Reputation: 1081
I have a dataframe like this:
usr sec scrpt
0 1 5 This
1 2 10 is
2 3 12 a
3 1 7 string
4 2 4 oreo
i am trying to order/sort by user,sec and then groupby on user and concat the string there. so this table consist of every user call there in which second what did he speak . so resulting dataframe should look like
user concated
1 this string
2 oreo is
3 a
I have tried below in python and works fine
df.sort_values(by=['usr','sec'],ascending=[True, True]).groupby(['usr')['scrpt'].apply(lambda x: ','.join(x)).reset_index()
Could anyone give me similar in pyspark?
Upvotes: 1
Views: 3229
Reputation: 31490
From Spark-2.4+
use array_join
, sort_array
, transform
functions for this case.
#sample dataframe
df=spark.createDataFrame([(1,5,"This"),(2,10,"is"),(3,12,"a"),(1,7,"string"),(2,4,"oreo")],["usr","sec","scrpt"])
df.show()
#+---+---+------+
#|usr|sec| scrpt|
#+---+---+------+
#| 1| 5| This|
#| 2| 10| is|
#| 3| 12| a|
#| 1| 7|string|
#| 2| 4| oreo|
#+---+---+------+
df.groupBy("usr").agg(array_join(expr("""transform(sort_array(collect_list(struct(sec,scrpt)),True), x -> x.scrpt)""")," ").alias("concated")).orderBy("usr").show(10,False)
df.groupBy("usr").agg(concat_ws(" ",expr("""transform(sort_array(collect_list(struct(sec,scrpt)),True), x -> x.scrpt)""")).alias("concated")).orderBy("usr").show(10,False)
#+---+-----------+
#|usr|concated |
#+---+-----------+
#|1 |This string|
#|2 |oreo is |
#|3 |a |
#+---+-----------+
#lower case
df.groupBy("usr").agg(lower(array_join(expr("""transform(sort_array(collect_list(struct(sec,scrpt)),True), x -> x.scrpt)""")," ")).alias("concated")).orderBy("usr").show(10,False)
#+---+-----------+
#|usr|concated |
#+---+-----------+
#|1 |this string|
#|2 |oreo is |
#|3 |a |
#+---+-----------+
Upvotes: 3
Reputation: 294
You can use Window
functionality to accomplish what you want in PySpark.

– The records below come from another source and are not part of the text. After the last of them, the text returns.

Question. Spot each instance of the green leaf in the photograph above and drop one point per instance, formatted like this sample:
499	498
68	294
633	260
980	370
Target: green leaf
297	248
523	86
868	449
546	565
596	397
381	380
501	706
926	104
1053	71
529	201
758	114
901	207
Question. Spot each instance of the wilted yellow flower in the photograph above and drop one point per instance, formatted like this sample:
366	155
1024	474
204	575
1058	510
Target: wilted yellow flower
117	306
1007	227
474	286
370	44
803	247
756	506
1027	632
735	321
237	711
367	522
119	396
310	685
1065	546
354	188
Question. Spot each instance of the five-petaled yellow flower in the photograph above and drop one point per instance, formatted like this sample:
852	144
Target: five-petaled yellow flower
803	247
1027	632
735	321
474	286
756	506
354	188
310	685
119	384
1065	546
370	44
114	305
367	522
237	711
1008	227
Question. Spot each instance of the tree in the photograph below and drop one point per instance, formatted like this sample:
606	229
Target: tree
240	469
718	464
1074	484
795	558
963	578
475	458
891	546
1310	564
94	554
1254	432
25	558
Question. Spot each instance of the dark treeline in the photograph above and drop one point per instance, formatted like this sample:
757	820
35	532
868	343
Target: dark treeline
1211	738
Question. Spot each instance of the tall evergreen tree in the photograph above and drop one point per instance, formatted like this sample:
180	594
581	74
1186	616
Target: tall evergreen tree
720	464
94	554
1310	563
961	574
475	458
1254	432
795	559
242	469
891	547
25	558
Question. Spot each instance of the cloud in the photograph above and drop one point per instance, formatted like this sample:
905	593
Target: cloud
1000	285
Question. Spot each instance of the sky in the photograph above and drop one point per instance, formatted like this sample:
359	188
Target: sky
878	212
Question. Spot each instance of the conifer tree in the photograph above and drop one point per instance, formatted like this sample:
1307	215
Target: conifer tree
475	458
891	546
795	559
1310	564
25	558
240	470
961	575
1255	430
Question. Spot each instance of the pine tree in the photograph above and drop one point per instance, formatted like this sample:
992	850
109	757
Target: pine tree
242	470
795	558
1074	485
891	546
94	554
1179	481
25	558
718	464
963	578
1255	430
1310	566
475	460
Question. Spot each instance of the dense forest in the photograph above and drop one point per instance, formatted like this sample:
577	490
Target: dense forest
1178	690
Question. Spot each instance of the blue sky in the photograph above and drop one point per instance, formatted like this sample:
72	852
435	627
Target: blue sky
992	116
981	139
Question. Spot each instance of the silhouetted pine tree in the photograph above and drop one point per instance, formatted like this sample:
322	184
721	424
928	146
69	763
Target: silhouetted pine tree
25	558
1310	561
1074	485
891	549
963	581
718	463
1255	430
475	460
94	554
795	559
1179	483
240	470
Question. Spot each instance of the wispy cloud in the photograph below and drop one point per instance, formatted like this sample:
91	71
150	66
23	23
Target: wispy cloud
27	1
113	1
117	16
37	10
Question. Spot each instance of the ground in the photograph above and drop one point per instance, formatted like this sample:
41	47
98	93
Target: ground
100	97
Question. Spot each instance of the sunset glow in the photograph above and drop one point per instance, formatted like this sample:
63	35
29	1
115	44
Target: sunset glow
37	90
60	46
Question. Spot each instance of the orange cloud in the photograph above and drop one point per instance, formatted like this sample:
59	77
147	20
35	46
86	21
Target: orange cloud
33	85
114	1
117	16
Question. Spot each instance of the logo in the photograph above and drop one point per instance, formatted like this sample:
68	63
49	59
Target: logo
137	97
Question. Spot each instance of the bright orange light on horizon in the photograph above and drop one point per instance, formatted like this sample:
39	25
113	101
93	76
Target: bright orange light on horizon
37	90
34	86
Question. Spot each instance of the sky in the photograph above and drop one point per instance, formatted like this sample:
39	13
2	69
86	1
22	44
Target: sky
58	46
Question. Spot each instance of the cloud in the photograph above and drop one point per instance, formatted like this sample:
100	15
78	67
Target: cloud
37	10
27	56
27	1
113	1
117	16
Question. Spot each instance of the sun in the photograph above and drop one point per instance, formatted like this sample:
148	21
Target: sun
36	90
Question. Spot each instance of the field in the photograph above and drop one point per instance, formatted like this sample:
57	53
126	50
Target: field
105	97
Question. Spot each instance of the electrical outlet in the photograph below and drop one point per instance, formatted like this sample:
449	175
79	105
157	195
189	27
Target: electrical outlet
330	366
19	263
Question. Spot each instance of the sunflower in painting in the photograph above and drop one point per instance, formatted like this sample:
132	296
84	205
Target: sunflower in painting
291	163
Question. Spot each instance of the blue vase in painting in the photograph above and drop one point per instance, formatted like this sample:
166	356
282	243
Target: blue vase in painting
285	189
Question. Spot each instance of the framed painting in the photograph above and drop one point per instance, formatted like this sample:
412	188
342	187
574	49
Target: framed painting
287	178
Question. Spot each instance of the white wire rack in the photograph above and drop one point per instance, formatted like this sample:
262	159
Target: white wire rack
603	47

import pyspark.sql.functions as sf
# Construct a window to construct sentences
sentence_window = Window.partitionBy('usr').orderBy(sf.col('sec').asc())
# Construct a window to get the last sentence. The others will be sentence fragments spoken by the user.
rank_window = Window.partitionBy('usr').orderBy(sf.col('sec').desc())
user_sentences = spark_data_df.select('usr',
sf.collect_list(sf.col('scrpt')).over(sentence_window).alias('sentence'),
sf.rank().over(rank_window).alias('rank'))
user_sentences = user_sentences.filter("rank = 1").drop('rank')
user_sentences = user_sentences.withColumn('sentence', sf.concat_ws(' ', sf.col('sentence')))
user_sentences.show(10, False)
Upvotes: 1